The Innovation Group, the trends forecasting consultancy of J. Walter Thompson Intelligence, released its The Future 100: Trends and Change to Watch in 2016 report.

Featuring original analysis and insights on the most dynamic trends in the year ahead, the report categorizes 100 trends across 10 sectors, including Culture, Tech and Innovation, Brands and Marketing, and Lifestyle, exploring everything from Post-hipster Visual Irony and Sustainability Nagging to Cannabis Culture and Holographic Healthcare.

As trends and innovation continue to change rapidly, The Future 100 report helps brands preview emerging trends and understand the cultural shifts that have inspired them, providing context for why these changes are happening, and analyzing what this means for brands who want to stay on the cutting edge of what engaged and informed global consumers care about.

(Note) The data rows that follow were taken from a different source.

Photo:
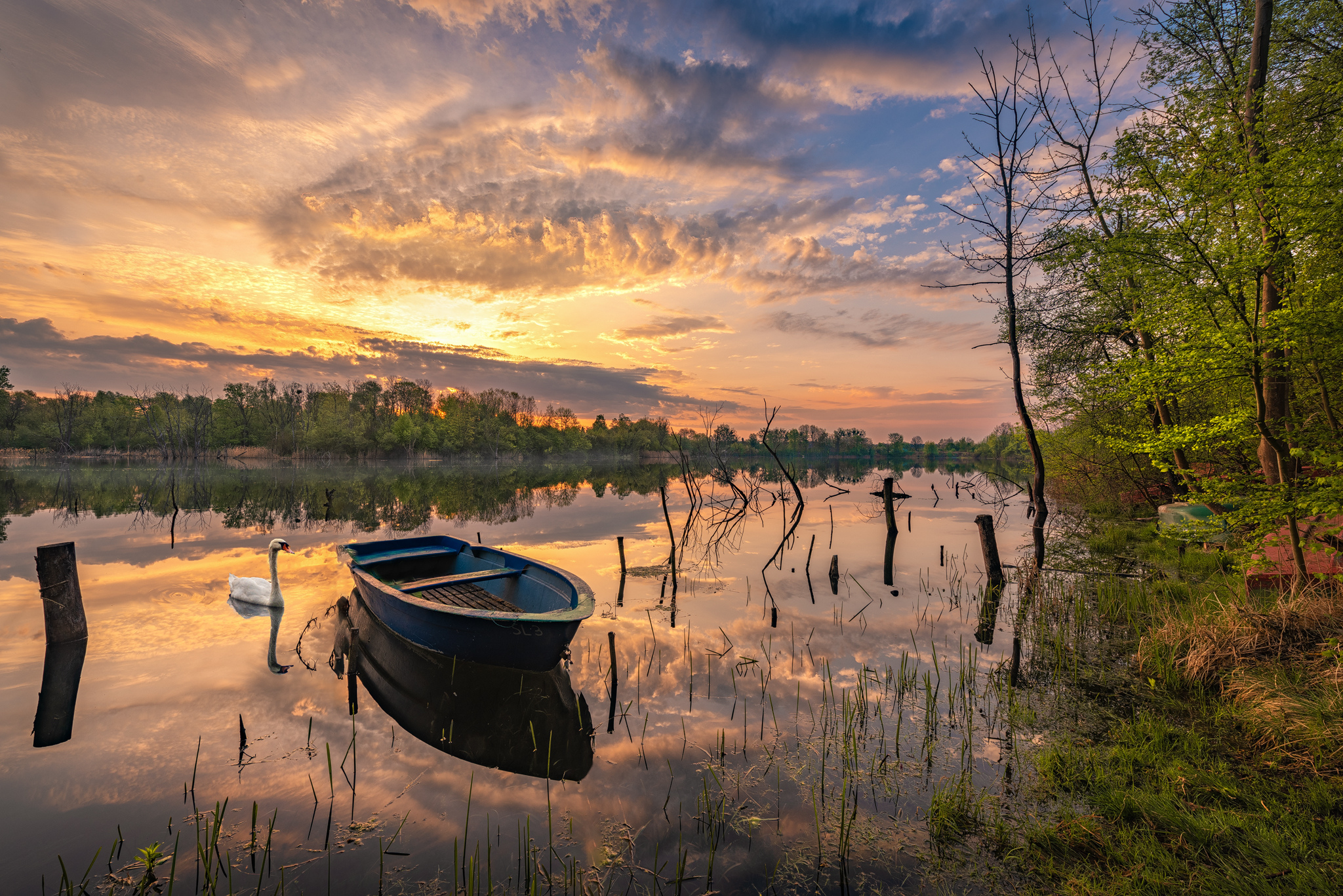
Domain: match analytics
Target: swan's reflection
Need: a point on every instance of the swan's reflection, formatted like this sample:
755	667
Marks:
529	723
247	612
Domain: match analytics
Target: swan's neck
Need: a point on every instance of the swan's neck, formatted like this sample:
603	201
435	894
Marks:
274	575
274	633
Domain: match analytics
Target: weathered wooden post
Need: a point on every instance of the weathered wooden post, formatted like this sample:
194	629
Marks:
62	602
989	545
68	642
352	676
888	567
888	504
1016	663
61	671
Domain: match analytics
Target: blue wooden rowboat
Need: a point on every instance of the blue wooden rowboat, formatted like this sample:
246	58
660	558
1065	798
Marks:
471	602
529	723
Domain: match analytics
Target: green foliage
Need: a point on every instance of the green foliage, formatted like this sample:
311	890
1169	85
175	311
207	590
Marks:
1202	281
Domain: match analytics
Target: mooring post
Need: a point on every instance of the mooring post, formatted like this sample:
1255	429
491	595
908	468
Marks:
353	668
888	563
989	545
1016	661
61	671
62	602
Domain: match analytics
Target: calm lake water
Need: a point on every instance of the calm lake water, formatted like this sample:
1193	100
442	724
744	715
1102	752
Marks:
744	755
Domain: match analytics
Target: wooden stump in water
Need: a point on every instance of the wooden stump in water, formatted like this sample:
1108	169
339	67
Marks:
888	504
351	676
62	602
888	570
61	671
989	545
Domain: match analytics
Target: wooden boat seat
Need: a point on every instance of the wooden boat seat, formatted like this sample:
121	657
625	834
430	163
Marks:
471	596
460	578
407	555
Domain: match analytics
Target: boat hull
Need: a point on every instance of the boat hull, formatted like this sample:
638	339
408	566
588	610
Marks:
534	640
528	723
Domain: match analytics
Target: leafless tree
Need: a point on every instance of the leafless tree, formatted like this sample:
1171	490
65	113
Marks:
1012	198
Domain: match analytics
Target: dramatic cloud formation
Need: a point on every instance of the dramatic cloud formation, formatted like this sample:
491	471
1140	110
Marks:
38	345
583	191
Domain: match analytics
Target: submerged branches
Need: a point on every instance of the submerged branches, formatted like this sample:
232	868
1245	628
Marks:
797	512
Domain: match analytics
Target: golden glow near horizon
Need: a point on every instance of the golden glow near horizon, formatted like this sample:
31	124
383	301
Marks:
609	210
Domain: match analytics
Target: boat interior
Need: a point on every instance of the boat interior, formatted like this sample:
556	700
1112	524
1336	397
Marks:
458	574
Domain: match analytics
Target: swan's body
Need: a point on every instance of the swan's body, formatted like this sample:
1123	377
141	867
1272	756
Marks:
250	610
260	591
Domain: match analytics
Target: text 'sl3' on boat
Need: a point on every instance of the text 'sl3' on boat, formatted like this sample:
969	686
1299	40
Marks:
471	602
523	722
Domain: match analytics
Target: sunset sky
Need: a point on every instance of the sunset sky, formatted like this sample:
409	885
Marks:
617	207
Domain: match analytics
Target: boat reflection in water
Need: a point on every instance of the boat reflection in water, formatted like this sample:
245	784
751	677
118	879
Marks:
529	723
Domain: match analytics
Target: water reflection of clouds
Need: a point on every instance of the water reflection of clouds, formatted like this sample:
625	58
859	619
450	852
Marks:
169	661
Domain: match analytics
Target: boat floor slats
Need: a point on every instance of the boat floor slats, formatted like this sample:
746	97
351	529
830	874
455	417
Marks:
406	555
471	596
458	578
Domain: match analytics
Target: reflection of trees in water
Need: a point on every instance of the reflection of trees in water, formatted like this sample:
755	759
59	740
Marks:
179	499
317	499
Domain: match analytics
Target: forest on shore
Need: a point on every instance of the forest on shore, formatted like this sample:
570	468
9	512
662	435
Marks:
403	418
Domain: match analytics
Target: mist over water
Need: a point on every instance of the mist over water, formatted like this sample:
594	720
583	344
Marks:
802	754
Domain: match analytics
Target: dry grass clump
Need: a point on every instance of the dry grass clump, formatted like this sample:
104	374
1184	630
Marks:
1235	634
1280	668
1295	709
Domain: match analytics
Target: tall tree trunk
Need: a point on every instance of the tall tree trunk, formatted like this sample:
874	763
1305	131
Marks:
1270	297
1273	452
1037	457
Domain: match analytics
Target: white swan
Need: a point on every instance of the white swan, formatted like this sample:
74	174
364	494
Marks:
260	591
247	612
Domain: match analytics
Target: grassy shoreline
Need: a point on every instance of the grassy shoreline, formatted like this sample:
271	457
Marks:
1216	766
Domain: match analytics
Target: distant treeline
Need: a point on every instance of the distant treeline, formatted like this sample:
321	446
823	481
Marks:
405	418
355	497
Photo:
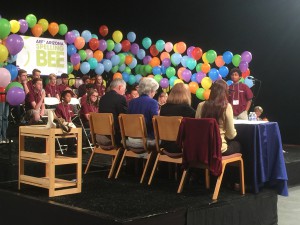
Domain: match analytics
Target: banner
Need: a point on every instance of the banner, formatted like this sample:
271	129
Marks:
46	54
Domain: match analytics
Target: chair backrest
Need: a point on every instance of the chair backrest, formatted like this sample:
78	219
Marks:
102	124
51	101
134	126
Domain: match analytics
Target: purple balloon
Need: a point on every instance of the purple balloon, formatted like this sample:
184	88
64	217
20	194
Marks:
15	96
75	59
70	37
23	26
246	56
14	44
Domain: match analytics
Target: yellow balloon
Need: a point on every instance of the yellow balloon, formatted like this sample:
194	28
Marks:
178	81
44	23
206	83
3	53
204	58
117	36
14	26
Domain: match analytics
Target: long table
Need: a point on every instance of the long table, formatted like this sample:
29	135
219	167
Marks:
263	155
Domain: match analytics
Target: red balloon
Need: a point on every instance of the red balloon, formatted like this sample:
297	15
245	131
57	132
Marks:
103	30
94	44
126	45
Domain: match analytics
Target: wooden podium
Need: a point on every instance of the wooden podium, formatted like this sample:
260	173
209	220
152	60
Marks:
49	157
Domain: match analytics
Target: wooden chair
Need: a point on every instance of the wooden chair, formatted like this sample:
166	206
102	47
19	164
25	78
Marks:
134	126
203	127
103	124
165	129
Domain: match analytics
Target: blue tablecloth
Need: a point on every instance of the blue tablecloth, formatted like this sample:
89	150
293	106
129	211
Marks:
263	156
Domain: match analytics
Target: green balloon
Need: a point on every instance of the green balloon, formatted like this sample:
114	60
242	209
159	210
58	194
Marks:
31	20
4	28
63	29
13	84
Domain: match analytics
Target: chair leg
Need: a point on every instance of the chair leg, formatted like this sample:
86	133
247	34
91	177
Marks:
120	165
154	169
114	163
182	181
89	162
218	183
146	167
242	181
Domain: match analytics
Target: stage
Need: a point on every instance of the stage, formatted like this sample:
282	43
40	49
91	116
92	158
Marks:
126	201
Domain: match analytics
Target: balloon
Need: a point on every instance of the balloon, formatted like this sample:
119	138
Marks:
13	84
227	57
4	28
193	86
23	26
44	23
3	54
117	36
246	56
199	93
63	29
131	36
53	28
14	44
206	83
5	77
146	42
15	96
13	70
79	42
70	37
31	20
236	59
103	30
14	26
243	66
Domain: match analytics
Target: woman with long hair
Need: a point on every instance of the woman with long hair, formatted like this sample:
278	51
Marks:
218	107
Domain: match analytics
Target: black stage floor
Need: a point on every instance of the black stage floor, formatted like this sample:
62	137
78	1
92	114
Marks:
126	201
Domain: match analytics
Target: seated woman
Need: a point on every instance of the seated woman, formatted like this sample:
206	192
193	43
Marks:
178	104
218	107
90	105
146	105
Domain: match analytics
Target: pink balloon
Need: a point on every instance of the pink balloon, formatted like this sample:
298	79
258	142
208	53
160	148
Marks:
14	44
168	46
4	77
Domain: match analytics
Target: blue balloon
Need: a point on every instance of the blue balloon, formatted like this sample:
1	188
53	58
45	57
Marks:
223	70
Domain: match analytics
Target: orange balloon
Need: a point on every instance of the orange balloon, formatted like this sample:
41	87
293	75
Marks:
193	87
37	30
79	42
179	72
206	94
76	67
153	50
205	67
154	62
98	55
128	59
53	28
181	47
219	61
164	55
117	75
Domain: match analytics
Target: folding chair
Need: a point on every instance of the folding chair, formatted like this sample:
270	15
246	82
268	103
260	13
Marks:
165	129
204	151
134	126
103	124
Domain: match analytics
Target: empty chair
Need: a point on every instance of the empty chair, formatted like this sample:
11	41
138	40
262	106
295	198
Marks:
201	143
134	126
102	124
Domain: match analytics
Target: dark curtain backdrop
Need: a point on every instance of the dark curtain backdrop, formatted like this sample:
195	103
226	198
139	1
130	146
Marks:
269	29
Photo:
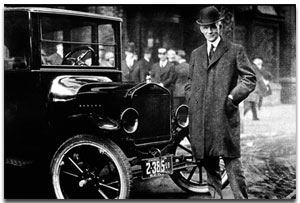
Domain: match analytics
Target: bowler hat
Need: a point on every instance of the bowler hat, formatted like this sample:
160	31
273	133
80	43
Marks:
209	15
130	47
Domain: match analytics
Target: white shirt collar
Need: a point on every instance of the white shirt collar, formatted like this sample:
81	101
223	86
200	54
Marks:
215	43
181	61
163	63
146	59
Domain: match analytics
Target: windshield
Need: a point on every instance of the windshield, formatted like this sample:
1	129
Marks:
77	41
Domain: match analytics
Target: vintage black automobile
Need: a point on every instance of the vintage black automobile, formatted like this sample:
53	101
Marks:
66	109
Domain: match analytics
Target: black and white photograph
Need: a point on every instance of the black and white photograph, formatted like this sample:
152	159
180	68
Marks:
149	101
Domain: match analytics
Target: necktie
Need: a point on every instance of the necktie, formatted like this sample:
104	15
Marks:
211	52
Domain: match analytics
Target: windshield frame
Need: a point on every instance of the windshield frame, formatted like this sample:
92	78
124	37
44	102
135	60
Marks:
95	43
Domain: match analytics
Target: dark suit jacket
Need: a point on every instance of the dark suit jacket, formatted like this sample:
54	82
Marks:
165	75
129	74
215	120
143	69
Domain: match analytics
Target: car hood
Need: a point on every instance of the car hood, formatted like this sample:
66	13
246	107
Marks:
67	87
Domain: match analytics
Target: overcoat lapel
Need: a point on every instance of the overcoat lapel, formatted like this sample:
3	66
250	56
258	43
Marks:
221	49
204	56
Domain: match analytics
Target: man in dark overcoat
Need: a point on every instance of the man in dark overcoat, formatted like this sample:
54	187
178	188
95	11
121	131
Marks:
128	66
144	65
163	72
221	77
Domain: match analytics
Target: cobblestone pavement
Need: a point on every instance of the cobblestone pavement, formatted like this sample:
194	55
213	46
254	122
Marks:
268	156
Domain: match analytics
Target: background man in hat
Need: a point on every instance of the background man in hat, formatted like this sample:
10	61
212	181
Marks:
163	72
128	65
144	65
215	68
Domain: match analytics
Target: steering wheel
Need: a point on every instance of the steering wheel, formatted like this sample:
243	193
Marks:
78	55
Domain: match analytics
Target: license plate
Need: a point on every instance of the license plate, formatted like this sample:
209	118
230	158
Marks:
157	166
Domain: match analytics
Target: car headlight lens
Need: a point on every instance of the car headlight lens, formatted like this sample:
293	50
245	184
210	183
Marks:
182	116
129	119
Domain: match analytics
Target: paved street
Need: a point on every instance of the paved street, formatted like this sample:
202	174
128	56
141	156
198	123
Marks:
269	159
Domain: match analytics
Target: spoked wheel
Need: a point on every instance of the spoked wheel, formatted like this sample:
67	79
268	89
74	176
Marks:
188	175
86	167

Trend highlights from each sector include:

Culture


Un-tabooing Womanhood — Menstruation, leg and underarm hair, underwear hygiene, and various other previously taboo aspects of femininity are being unearthed and brought to the forefront by fourth-wave feminism, new women’s interest media, and a fresh string of outspoken heroes and blogs.

Tech and Innovation

Silicon Valley’s Next Frontier: Infrastructure — Public infrastructure is emerging as the latest grand utopian ambition for the tech elite, as Hyperloop Technologies advances its plans and Google builds new infrastructure for the wired city.

Travel and Hospitality


Cuba — Cuba’s tourism market is set to take off: Travelers are rushing to see the last of the old Cuba, even as brands are competing to be the first in on the promise of Cuba.

Brands and Marketing


Neuromarketing — A buzzword for years now in the agency world, neuromarketing is finally moving into the realm of serious science and yielding actionable predictive insights for brands and forcing more traditional market researchers to take note.

Food and Drink


Inhalable Cocktails –– This new exotic trend in cocktail culture is allowing drinkers to absorb alcohol via the eyes and respiratory system.

Beauty


Freckles — Part of fashion’s general celebration of all things redheaded, freckles are a must-have and with new products consumers add freckles where they don’t appear naturally, consumers are now celebrating individualism in all of its full-freckled glory.

Retail


Satellite Retail –– Retailers are turning to data gathered from satellites to track traffic to stores in real time.

Health


Stool Banking — Consumers are now storing samples of their personal bacterial ecosystems — also known as fecal matter — for future use in new medical treatments.

Lifestyle


Grow-with-You Toys — New toys enabled with artificial intelligence can respond to a child’s vocabulary, interests and other traits, and evolve along with the child as they grow.

Luxury


Extreme Dining — The latest dining experiences to entice luxury consumers are extreme, and about accessing remote, rare and theatrical settings amid the wonders of nature.